Where the young prophet bent, Jesus held. Tired, famished, and alone, he tested the impressive voice against the word God had already spoken — and refused the table. He is not just our example in this; he is our substitute. The whole gospel hangs on the fact that Jesus obeyed where every one of us has been deceived, and then walked toward a death he did not deserve. The lion that should meet liars and the lied-to on the road met him instead, at the cross. That is why this story can warn us without crushing us. Our standing with God does not rest on our flawless discernment. It rests on the flawless faithfulness of Christ.
But standing in grace is no excuse for napping under trees. 1 Corinthians 10:12 — "Therefore let anyone who thinks that he stands take heed lest he fall." The young prophet stood before a king in the morning and fell to a friendly lie by afternoon. Discernment is not a graduation. It is a daily walk with the God who still speaks — through the word he has already given.
Going Deeper
Think of one teaching you have accepted in the last few years that quietly reversed something you once believed Scripture plainly taught. It may have been a correction you needed — sometimes our old readings were wrong. But examine it like a Berean. Did the new teaching come with better evidence from the Bible, or mainly with the credentials and confidence of the teacher? Open the passage itself today and read it slowly. Testing is not disloyalty. It is what loyalty to God's word looks like.
Key Quotes
“The safest road to Hell is the gradual one — the gentle slope, soft underfoot, without sudden turnings, without milestones, without signposts.”
“Unless I am convinced by the testimony of the Scriptures or by clear reason... I am bound by the Scriptures I have quoted and my conscience is captive to the Word of God. I cannot and I will not recant anything, since it is neither safe nor right to go against conscience.”

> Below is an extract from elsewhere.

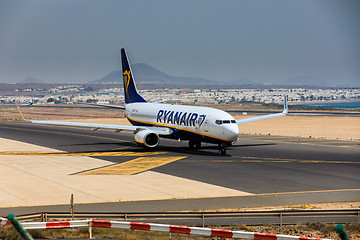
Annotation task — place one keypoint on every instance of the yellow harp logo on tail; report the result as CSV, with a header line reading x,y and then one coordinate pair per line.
x,y
126,79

“If you believe what you like in the gospels, and reject what you don't like, it is not the gospel you believe, but yourself.”
“Scripture, gathering up the otherwise confused knowledge of God in our minds, having dispersed our dullness, clearly shows us the true God.”
“Open the door and let the lion out; he will take care of himself.”
“Truth is so obscure in these times, and falsehood so established, that, unless we love the truth, we cannot know it.”
Prayer Focus
Pray that God would keep you faithful to the word he has already given, even when newer voices, more impressive voices, or older respected voices contradict it. Ask for the humility to test every claim — especially the ones you want to be true. Thank him that his word is not hidden; it is a lamp, and he means for you to walk by it.
Meditation
The young prophet in 1 Kings 13 had heard from God that very morning. By evening he was dead — because he believed an older, respected prophet who claimed a newer word. What does this story say about how much protection one past experience of God gives you against deception today?
Question for Discussion
The old prophet in 1 Kings 13 lies in God's name, and Scripture never explains why. He is not a cartoon villain; he even weeps over the man he deceived. What does that ambiguity teach us about religious authority — and about how to respond when a respected figure contradicts what God has already plainly said?